May 30, 2000 Vol. IV, No. 17

Barbie and NCOD staff members Merri Pearson, Jennifer Olson and Caroline Preston

NCOD Helps Mattel Bring Sign Language Barbie to Market

National Center on Deafness Staff Provide Consulting Expertise to Toymaker on Groundbreaking Product

The Barbie doll has played many roles during 41 years as one of America's most recognizable icons. But if not for educators at Cal State Northridge, the famous doll might not have emerged recently in one of her most unusual turns-as an advocate for the nation's deaf and hard-of-hearing.

Staff members at the university's nationally renowned National Center on Deafness (NCOD) provided essential consulting expertise to help El Segundo-based Mattel Inc. bring the company's new Sign Language Barbie to market in April, creating a stir in the country's deaf community.

Although Mattel produces about 150 new Barbie models each year and estimates more than one billion Barbies and related dolls have been sold since 1959, the new Sign Language Barbie represents the first time Barbie herself has ventured into the world of people with disabilities.

NCOD Director Merri Pearson, who led the trio of university staff members who helped shape Sign Language Barbie with Mattel, said the new doll represents one of the most visible and recognizable retail products ever related to the nation's estimated 28 million deaf and hard-of-hearing population.

"The deaf community is as excited as can be about this product," said Pearson. "We've had many calls, many e-mails to our web site wanting to know where to get the doll and how the doll was developed. This has increased our exposure to the national marketplace tremendously."

Most of the time, Pearson and her colleagues at the National Center on Deafness focus on providing interpreting and other services to CSUN's nearly 300 deaf students, the largest such university population in the western U.S., and on NCOD's special role as a regional federal center on deaf education.

But more than a year ago, Pearson received a phone call from a Mattel official seeking the NCOD's help in developing a new Barbie doll related to sign language. After signing an agreement promising confidentiality until after the product launch, Pearson and two colleagues began their work.

Starting with virtually a blank slate, Pearson, NCOD Coordinator of Interpreting Services Caroline Preston and NCOD Administrator for Special Projects Jennifer Olson helped Mattel develop Sign Language Barbie into a full product concept-and the new doll was launched in mid-April.
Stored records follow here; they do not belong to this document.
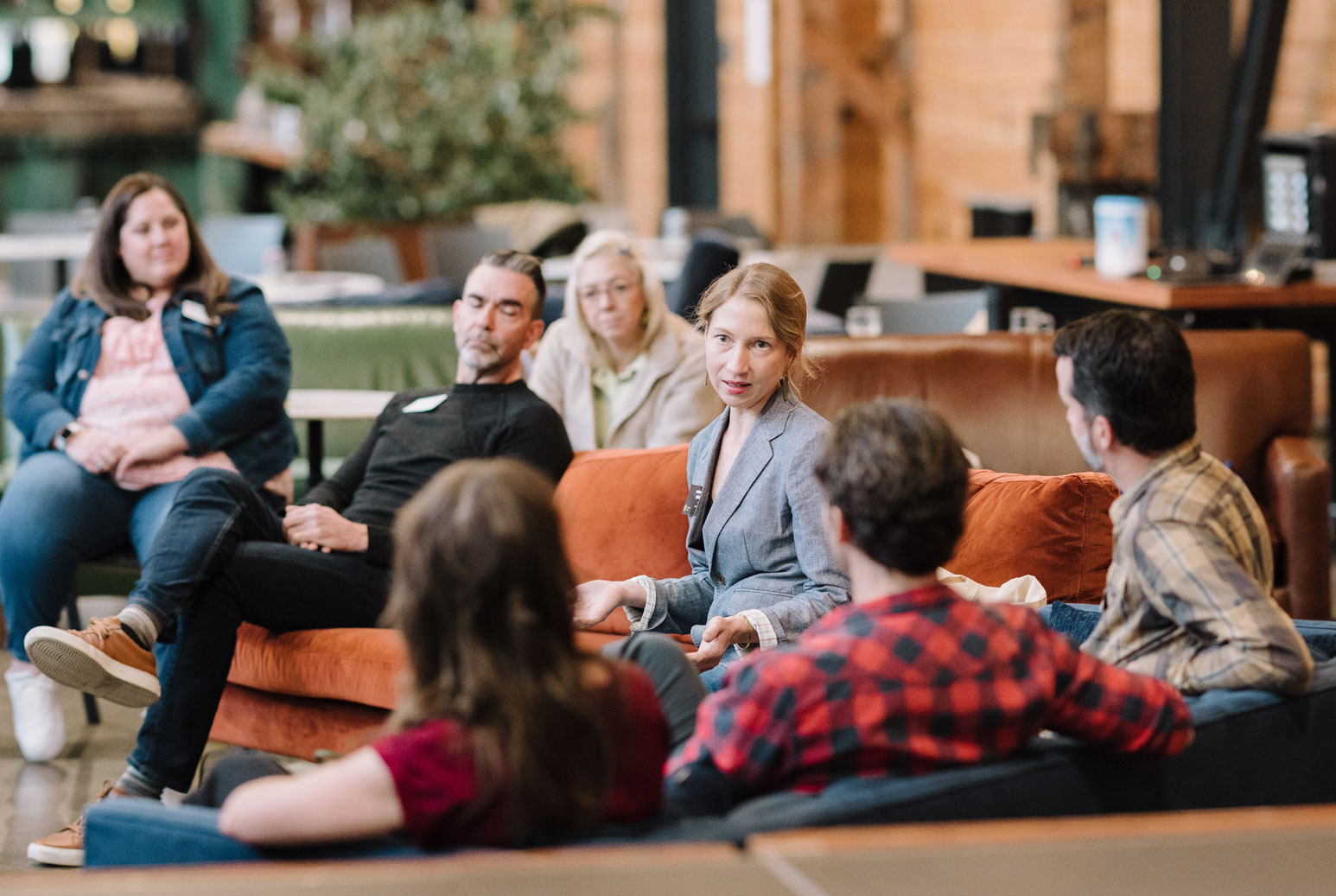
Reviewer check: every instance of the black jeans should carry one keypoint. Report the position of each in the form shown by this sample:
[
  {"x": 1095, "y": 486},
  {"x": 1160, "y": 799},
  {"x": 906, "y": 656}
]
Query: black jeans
[
  {"x": 230, "y": 772},
  {"x": 218, "y": 561}
]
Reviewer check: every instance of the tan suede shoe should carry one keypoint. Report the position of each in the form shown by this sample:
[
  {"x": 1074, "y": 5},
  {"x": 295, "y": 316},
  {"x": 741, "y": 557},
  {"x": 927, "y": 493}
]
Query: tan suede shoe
[
  {"x": 66, "y": 846},
  {"x": 102, "y": 660}
]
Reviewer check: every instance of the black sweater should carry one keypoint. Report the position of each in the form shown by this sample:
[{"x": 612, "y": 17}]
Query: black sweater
[{"x": 404, "y": 450}]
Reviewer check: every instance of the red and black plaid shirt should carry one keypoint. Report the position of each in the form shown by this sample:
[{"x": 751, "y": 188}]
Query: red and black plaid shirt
[{"x": 915, "y": 681}]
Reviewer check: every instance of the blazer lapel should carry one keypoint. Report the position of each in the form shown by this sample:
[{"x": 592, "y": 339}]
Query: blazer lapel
[
  {"x": 707, "y": 467},
  {"x": 753, "y": 458}
]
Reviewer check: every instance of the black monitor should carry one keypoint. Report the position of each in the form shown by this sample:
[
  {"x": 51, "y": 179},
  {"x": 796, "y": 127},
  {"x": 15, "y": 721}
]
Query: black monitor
[{"x": 1212, "y": 110}]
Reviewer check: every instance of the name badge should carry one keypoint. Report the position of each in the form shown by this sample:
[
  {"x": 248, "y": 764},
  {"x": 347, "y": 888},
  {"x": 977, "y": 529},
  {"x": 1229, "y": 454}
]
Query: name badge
[
  {"x": 195, "y": 311},
  {"x": 694, "y": 494},
  {"x": 425, "y": 404}
]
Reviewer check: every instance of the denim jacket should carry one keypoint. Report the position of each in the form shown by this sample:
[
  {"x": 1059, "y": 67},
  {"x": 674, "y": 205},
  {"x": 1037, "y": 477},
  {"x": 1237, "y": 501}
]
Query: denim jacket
[{"x": 235, "y": 372}]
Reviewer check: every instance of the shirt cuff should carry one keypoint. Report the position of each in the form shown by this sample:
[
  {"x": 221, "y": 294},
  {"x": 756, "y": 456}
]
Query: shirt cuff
[
  {"x": 640, "y": 617},
  {"x": 765, "y": 629}
]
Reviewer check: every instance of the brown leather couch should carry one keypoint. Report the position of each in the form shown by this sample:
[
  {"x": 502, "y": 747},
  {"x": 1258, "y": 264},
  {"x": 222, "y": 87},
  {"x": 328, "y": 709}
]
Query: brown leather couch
[{"x": 1000, "y": 393}]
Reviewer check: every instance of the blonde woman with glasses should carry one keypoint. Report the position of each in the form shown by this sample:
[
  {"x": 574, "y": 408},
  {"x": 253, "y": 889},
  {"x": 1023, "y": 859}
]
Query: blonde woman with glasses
[{"x": 619, "y": 366}]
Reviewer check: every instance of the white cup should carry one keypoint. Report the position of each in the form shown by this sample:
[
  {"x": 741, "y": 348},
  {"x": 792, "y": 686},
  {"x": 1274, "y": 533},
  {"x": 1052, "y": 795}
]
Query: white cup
[
  {"x": 863, "y": 321},
  {"x": 1120, "y": 235}
]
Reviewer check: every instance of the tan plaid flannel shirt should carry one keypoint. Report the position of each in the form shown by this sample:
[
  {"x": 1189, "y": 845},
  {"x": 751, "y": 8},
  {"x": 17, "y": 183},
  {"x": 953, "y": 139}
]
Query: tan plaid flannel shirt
[{"x": 1188, "y": 596}]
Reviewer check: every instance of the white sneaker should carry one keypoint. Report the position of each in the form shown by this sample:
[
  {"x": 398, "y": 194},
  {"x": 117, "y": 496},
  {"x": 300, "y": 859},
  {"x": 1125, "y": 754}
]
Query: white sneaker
[{"x": 39, "y": 724}]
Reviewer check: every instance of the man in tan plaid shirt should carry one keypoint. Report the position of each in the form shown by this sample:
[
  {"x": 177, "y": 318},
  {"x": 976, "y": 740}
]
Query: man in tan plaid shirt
[{"x": 1188, "y": 596}]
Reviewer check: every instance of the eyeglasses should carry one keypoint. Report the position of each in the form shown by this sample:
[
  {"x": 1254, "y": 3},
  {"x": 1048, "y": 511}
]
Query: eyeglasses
[{"x": 614, "y": 289}]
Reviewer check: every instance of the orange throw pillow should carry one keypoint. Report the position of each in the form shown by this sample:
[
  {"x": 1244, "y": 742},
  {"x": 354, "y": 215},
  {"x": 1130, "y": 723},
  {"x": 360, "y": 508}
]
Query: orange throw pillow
[{"x": 1054, "y": 528}]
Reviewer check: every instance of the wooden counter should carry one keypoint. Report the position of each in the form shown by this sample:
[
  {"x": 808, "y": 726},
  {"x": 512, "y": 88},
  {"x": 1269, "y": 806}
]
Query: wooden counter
[{"x": 1054, "y": 266}]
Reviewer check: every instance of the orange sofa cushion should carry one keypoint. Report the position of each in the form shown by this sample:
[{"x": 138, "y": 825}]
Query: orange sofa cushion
[
  {"x": 1054, "y": 528},
  {"x": 621, "y": 516}
]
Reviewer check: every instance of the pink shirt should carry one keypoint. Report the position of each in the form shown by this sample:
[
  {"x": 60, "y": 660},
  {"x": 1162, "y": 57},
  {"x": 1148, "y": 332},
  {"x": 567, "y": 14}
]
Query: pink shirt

Sign Language Barbie, in both Caucasian and African-American versions, is not deaf. Rather, she emerged as a sign language teacher, with a schoolroom setting, a chalkboard and two dozen stickers visually depicting various phrases in sign language. The doll's hand is molded to sign the phrase, "I love you."

"The issue was how would we bring sign language and Barbie together," said Pearson, "and we decided a sign language teacher would be the best way to go." Through the months, Preston ensured the product's various sign language content was accurate, while Olson helped shape the product's concept.

For NCOD's work on the project, Mattel provided a $2,000 scholarship for a deaf woman student at CSUN for the coming school year, and gave CSUN and NCOD credit in writing on the back of each Sign Language Barbie box, including a listing of the NCOD's web site:

The credit reads, "Sign Language Barbie doll was developed in consultation with the National Center on Deafness at California State University, Northridge." The back of each box also explains about sign language, shows the finger-spelling signs for each letter of the alphabet and how to finger spell "Barbie."

It's been a busy time for Barbie this spring, with Mattel launching the Sign Language Barbie and a new Barbie for President doll within weeks of each other. Those two new dolls join such prior models as Givenchy Barbie, Angel of Peace Barbie, Los Angeles Dodgers Barbie and NASCAR Barbie, among many others.

The new Sign Language Barbie is aimed at both hearing and non-hearing girls. And Pearson said one of the doll's most important and enduring contributions may be to help break down barriers of communication between the two types of youngsters, and promote better learning among the deaf.

"Young girls like secret codes. I knew that from having taught fourth and fifth grades. Sign language is in a sense a way the two groups can communicate with each other. So I thought little girls would love that," said Pearson, who came to CSUN from the U.S. Department of Education in early 1999.

"For over 41 years, Barbie has taken on several exciting aspirational roles ranging from astronaut to presidential candidate," added Adrienne Fontanella, Mattel's president for Girls/Barbie.

"But this is the first time Barbie has communicated an ASL [American Sign Language] signing position, and in the role of teacher, she can help to break down barriers and facilitate understanding between children with and without disabilities," Fontanella said.

At present, Sign Language Barbie, dressed in a blue sweater set and plaid mini-skirt, is available only through Toys "R" Us, at the company's nationwide network of stores and on the Internet at The company's pricing for the dolls on its web site is $19.99 each.

Meanwhile, Pearson said she hopes the NCOD's partnership with Mattel will launch a new type of role for the specialized center. "We've always been known for our educational excellence. Now we're becoming known for our consultative potential," Pearson said.